There was a strong sense of community among the families surrounding the Pleasant Plains community.
“This stretch of highway, at one time you could leave Winton and drive to Ahoskie, and you knew that was Roy’s house and Thomas Chavis’ house, and whoever’s house. Back then, we knew everyone,” said Dr. Terry Hall, Pleasant Plains Church deacon, in describing U.S. Highway 13 that passes the church.
Yet if the C.S. Brown School was a larger and more modern school, it still took the community keep it going.
“There were a lot of fundraisers,” Lewis recalled. “They would sell cakes and pies to buy band uniforms and football equipment, all that kind of stuff.”
“They used to show movies. You could pay 15 cent and go see a movie,” Pierce added.
Although the school did not have the resources the white schools of the county had, what it did have were very good teachers.

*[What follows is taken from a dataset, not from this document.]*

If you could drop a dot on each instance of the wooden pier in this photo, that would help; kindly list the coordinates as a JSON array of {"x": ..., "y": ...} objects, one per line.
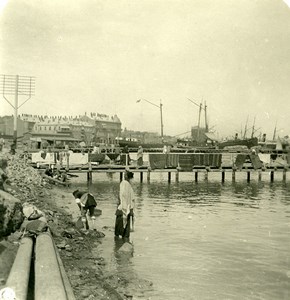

“The teachers were good. We had people from here that went on to colleges and did well,” Hall said. “I think in some of the competitions, they used to have debates and stuff like that. They did good.”
In 1968, Hertford County Schools began the process of consolidating their schools and for the first year, student attendance was optional.
“It was part of what they called freedom of choice. I wanted to try to get a new experience. So I transferred (to Ahoskie High School),” Pierce said. Pierce graduated from Ahoskie High School in 1968.
The greater opportunity that was offered by the white schools may now be playing a role in how difficult repairing the Pleasant Plains School has become.
“We’ve gotten into an older population and people have gone into different professions,” Hall said. “Years ago, Thomas and his father and other people that did carpentry … they would have been buying the materials would have been all that would have cost us.”
“It’s like my younger brother, he said, ‘I’m leaving here because I’m not doing nothing with my hands,’” Lewis said. “And he moved to Roanoke Rapids.”